In a unanimous vote, council members stopped short of cutting franchise fees for the use of its utility right of way for Madison-based TDS Metrocom, which proposes building a one Gigabit broadband system in the city within three years.

The proposal asked the city to pay back to TDS part of its franchise fees, a total of $1 million over 10 years, to help the company with the costs of a speedy build-out of its fiber optic transmission system.

But local internet providers who already provide service to Coeur d’Alene objected to the idea of subsidizing a competitor.

Mike Kennedy, president of Intermax Network, asked council members to put the brakes on the TDS proposal.

“It’s a fascinating idea, but it’s an immensely complicated idea,” Kennedy said.

He said the city should first develop a rationale, a clear policy and a “good reason to present to taxpayers and voters why the city should be wading into the private sector on a consumer product where there are local companies already fully engaged.”

Correen Stauffer, the Coeur d’Alene director for field operations at Spectrum, made a similar plea to council members.

“You have providers here today that provide Gig already, and fiber already, and I think there are still a lot of questions that need to be asked,” Stauffer said.

The pleas did not fall on deaf ears.

After a presentation by Drew Peterson of TDS, who emphasized the benefits to the city by entering into an agreement for the high-speed service, council members wondered if subsidizing an out-of-state company’s entrance into the Coeur d’Alene market is the best way to proceed.

Council member Dan Gookin said that if the city chooses to subsidize TDS, it would be unfair to existing providers.

“When they do business here the government isn’t on anyone’s side. They are private industry without us putting our thumb on the table, without giving anyone an advantage,” Gookin said.

Peterson pointed out that his company’s prices, in places where TDS has partnered with cities, are competitive.

“It’s an excellent value-based pricing model,” Peterson said.

But Gookin asked to hear a long-range perspective.

“What happens when the corporate welfare runs out?” Gookin asked. “We represent people who are subscribing to the service.”

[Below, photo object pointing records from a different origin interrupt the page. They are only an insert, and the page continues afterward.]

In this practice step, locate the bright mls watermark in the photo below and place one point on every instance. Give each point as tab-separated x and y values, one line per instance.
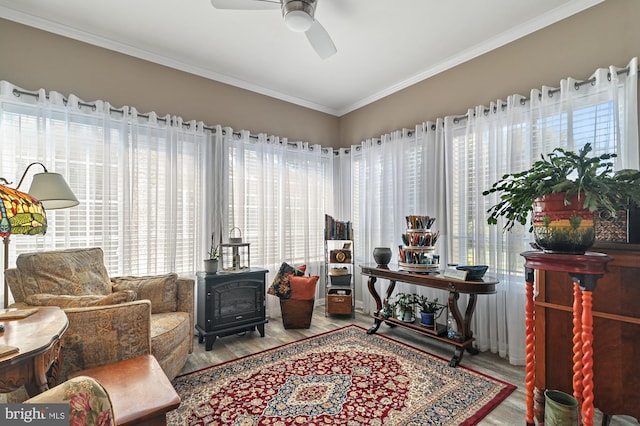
34	414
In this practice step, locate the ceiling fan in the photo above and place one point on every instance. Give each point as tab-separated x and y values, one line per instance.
298	16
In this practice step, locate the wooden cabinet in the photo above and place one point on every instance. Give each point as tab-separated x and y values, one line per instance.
339	277
230	302
616	332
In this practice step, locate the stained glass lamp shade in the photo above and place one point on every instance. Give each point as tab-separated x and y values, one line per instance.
20	213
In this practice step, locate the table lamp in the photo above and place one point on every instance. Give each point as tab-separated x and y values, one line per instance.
24	213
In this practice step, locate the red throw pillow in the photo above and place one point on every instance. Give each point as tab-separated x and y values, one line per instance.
280	286
303	288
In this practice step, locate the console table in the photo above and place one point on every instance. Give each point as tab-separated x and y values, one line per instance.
452	285
584	271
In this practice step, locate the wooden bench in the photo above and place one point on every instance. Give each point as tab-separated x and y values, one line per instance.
139	390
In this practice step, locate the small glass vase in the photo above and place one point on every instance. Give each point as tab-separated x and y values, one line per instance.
382	256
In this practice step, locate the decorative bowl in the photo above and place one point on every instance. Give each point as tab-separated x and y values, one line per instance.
474	272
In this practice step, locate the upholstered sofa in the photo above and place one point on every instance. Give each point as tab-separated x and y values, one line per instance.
110	319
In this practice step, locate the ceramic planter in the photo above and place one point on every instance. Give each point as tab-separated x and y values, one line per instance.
405	314
211	266
560	228
427	318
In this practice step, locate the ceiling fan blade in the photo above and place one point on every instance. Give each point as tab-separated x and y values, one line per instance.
320	40
246	4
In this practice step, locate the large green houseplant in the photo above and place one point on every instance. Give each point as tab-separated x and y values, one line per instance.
582	182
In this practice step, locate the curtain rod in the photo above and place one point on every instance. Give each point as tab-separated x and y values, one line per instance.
577	85
17	93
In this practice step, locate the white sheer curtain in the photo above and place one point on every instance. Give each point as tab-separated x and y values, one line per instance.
442	169
507	137
277	194
395	176
139	178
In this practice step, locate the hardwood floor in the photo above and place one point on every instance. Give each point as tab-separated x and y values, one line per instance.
510	412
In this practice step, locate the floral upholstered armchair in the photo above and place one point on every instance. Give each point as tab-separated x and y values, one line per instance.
89	402
110	319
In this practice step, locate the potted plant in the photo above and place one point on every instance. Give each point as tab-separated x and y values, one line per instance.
563	190
428	310
211	264
404	307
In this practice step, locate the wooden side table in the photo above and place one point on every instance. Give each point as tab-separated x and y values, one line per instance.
584	270
36	364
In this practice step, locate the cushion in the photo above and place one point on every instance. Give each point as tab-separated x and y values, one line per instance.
303	288
161	290
280	286
64	272
65	301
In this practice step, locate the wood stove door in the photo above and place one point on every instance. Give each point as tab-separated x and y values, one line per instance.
236	303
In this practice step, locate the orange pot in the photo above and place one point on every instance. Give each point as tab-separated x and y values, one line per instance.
560	228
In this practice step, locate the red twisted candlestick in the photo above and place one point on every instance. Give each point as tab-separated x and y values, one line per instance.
577	342
529	379
587	359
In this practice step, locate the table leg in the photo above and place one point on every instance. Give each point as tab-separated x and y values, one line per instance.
587	359
529	347
577	342
376	315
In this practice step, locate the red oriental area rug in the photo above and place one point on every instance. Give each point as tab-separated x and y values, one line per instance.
343	377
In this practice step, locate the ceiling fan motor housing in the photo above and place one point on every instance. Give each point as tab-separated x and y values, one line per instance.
298	14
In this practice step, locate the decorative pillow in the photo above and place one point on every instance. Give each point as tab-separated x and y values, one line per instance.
88	400
303	288
161	290
65	301
280	286
65	272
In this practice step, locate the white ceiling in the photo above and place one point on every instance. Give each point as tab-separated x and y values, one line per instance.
383	45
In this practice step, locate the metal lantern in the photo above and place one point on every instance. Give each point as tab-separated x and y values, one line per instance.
235	255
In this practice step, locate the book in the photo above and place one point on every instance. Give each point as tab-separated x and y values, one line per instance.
8	314
8	350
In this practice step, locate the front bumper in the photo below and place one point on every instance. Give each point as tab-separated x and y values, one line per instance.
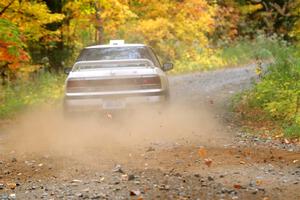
112	101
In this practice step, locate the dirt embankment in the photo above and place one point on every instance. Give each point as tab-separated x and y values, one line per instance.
187	151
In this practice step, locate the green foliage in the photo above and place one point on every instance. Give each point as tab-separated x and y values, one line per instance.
46	89
277	94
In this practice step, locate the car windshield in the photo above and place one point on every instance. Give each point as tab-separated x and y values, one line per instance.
118	53
93	65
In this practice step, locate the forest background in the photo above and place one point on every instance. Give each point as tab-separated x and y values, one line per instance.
39	38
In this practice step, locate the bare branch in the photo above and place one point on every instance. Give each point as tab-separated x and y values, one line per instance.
6	7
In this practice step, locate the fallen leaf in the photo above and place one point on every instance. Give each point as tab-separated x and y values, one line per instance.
208	161
202	152
286	141
109	116
134	192
258	182
11	186
237	186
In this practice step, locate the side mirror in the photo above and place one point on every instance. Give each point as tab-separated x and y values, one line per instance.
167	66
67	70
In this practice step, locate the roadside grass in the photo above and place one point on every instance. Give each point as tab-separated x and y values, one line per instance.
272	106
241	52
45	89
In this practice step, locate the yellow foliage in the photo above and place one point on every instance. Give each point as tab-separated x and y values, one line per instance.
31	18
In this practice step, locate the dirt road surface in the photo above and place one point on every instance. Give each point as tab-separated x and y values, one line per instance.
190	150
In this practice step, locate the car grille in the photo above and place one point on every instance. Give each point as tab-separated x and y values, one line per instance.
110	85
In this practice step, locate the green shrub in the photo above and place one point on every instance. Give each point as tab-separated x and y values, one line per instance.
47	88
278	92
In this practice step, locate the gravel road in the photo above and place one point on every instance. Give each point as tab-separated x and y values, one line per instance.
190	150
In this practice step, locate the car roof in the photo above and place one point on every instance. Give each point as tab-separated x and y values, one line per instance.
111	46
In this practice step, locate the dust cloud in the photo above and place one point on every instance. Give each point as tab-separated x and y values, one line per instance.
46	130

When the rebate ends, TDS will continue to have competitive, value-based pricing, Peterson said.

“Our prices remain competitive in the market place and will continue to be the market leader.” he said.

Council members agreed to create an ad hoc committee to further investigate the proposal — minus the subsidy.

“I think there’s a lot of study that needs to be done,” Mayor Steve Widmyer said.

TDS’s plan is to bring high-speed, fiber optic internet to 23,000 households in Coeur d’Alene at a total build cost of $33 million.

“And we’re going to do all that before we go into any partnership with the city,” Peterson said.

The company touts itself as a provider of some of the fastest internet speeds in the country, with 1.2 million connections in 30 states, including networks in Oregon and Colorado in the West.

Peterson said his company’s slowest option of 300Mb is 100Mb faster than what is available in Coeur d’Alene today.

“It’s the technology of tomorrow, built out today,” Peterson said. “It’s the fastest commercial grade in the country.”

From a community perspective, Peterson said, it can increase home values by $6,000.

“And it’s future proof,” he said. “You can have a state-of-the-art network that I think you can be proud of. We intend to create jobs. We want to stand up a workforce here.”